И ничего не ответил. Слова в Семеренкове бились друг об друга и едва выскакивали сквозь сдавленное горло. Хриплые, измятые слова, они долго прятались в нем. На глазах гончара появились слезы. Чувствительные они какие были, Семеренковы! Терпеть не мог чувствительности. Бывали в жизни минуты, когда я сам больше всего боялся разреветься.
— Ты думаешь, почему она молчит? Почему она ни с кем не разговаривает, доченька моя, Тоня?
Левая рука его сделала конвульсивное движение — то ли касаясь растущего на круге длинношеего глечика, то ли приглаживая воображаемую детскую головку.
— Они сюда перед уходом фашистов пришли — Горелый с дружками. Ночью. Он ведь раньше к Нине сватался, Горелый. Обещал заводик от батьки на меня переписать. Много чего обещал… Видать, полюбил. А как она могла его, полицая-душегуба, полюбить? Вот он ночью с дружками и пришел, Горелый… За ней!
Он замолчал на минуту, чтобы успокоиться. Голос его теперь был едва слышен, хотя в селе стояла тишина. Скот уже загнали в хлева. Быстро, по-осеннему, темнело. Пяток тощих семеренковских кур собрался у закрытых дверей сарая. Куры ждали, когда их впустят на насест, прикрывали белыми веками глаза, поквохтывали.
— Он за Ниной прибыл, Горелый. Чтобы ушла с ним… Она отказалась. Тогда он изнасиловал ее… дружки помогли. Антоша… Тоня, — поправился он, — она набросилась на них, она кричала страшно…
— А вы чего ж, вы? — не выдержал я. И у меня голос сорвался, вот беда, и у меня слова сбились в сузившемся внезапно горле, и я едва вытолкнул их непослушным языком. — Она набросилась, а вы? Какая уж разница после этого: жить или нет?
Он посмотрел на меня. И снова дернулась, как подкрылок, левая рука.
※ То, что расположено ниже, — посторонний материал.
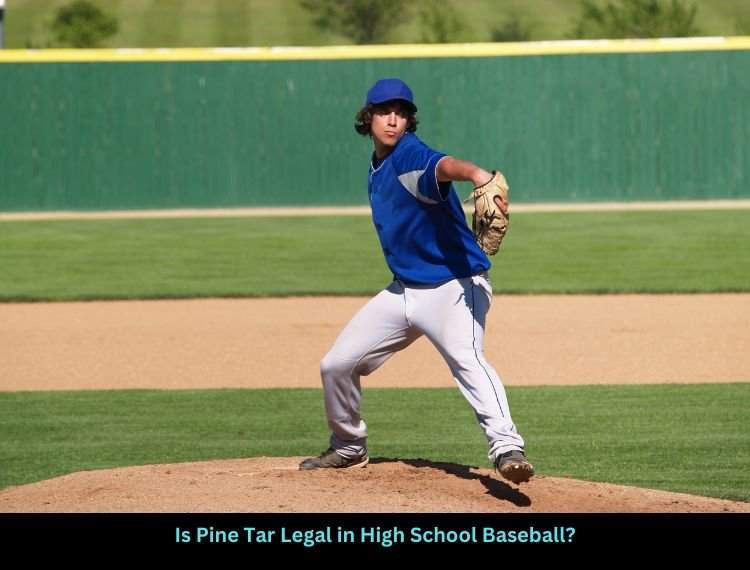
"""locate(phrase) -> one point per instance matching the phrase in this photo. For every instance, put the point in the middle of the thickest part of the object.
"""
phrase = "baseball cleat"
(514, 467)
(330, 459)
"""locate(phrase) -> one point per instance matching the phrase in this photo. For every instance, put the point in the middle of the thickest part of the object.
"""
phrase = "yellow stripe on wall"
(377, 52)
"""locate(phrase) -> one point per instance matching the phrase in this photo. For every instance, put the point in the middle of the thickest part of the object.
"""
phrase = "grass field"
(592, 252)
(648, 436)
(199, 23)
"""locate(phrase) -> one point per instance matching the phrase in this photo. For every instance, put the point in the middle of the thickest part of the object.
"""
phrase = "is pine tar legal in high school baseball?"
(384, 537)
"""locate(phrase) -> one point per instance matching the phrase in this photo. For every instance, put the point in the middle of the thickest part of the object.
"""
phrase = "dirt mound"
(275, 485)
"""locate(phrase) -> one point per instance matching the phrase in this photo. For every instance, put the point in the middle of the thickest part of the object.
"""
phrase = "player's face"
(389, 122)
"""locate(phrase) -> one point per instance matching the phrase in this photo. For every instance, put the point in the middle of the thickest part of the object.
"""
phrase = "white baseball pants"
(452, 316)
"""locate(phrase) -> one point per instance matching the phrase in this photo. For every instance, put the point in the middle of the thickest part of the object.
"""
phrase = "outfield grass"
(593, 252)
(683, 438)
(198, 23)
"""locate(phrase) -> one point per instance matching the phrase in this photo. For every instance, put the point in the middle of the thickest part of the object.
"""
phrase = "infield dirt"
(248, 343)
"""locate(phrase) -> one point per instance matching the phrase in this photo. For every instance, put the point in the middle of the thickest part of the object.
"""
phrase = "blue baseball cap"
(388, 90)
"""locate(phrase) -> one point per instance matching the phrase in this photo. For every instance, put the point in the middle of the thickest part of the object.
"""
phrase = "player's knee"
(330, 366)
— Молод ты. Думаешь только за себя. Отцом не был. Я боялся, что они и… Тоню… Дружки уже хотели. Она бы не вынесла, Антонина… Она ведь… как былиночка. Я упросил, он смилостивился, они нас выгнали из избы, меня и Антонину. И полицай встал на пороге, с автоматом… Тот самый, Конопатый Санька. Он вроде слуги был у Горелого.
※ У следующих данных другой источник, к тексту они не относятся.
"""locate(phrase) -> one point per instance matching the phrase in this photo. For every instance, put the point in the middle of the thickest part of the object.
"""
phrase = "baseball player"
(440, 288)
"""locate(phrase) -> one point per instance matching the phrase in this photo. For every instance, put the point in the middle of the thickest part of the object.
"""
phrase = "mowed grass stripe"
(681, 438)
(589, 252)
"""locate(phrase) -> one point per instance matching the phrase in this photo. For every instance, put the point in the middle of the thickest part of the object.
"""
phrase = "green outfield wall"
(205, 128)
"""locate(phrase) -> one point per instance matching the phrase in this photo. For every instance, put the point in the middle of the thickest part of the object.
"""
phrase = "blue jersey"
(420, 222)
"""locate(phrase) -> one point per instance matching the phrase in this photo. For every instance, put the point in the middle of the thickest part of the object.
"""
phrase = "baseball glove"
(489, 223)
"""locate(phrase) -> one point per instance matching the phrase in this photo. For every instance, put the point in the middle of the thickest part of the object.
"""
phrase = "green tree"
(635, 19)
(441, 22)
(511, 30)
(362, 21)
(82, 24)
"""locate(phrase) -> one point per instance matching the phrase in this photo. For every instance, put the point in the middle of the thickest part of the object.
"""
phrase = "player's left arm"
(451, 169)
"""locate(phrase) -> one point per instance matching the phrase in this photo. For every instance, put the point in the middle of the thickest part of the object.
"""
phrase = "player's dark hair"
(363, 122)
Быстро темнело. Уже не светились желтым снопики конопли и золотые шары. Легкие розовые отблески лежали на кущах высокого Гаврилова холма, где зарыли мы полицая, зарыли без креста, без памятника, без имени, насыпав лишь небольшой холмик. Ничего, Горелый, и тебя зароем так же. Хоть ты и хитрый зверь!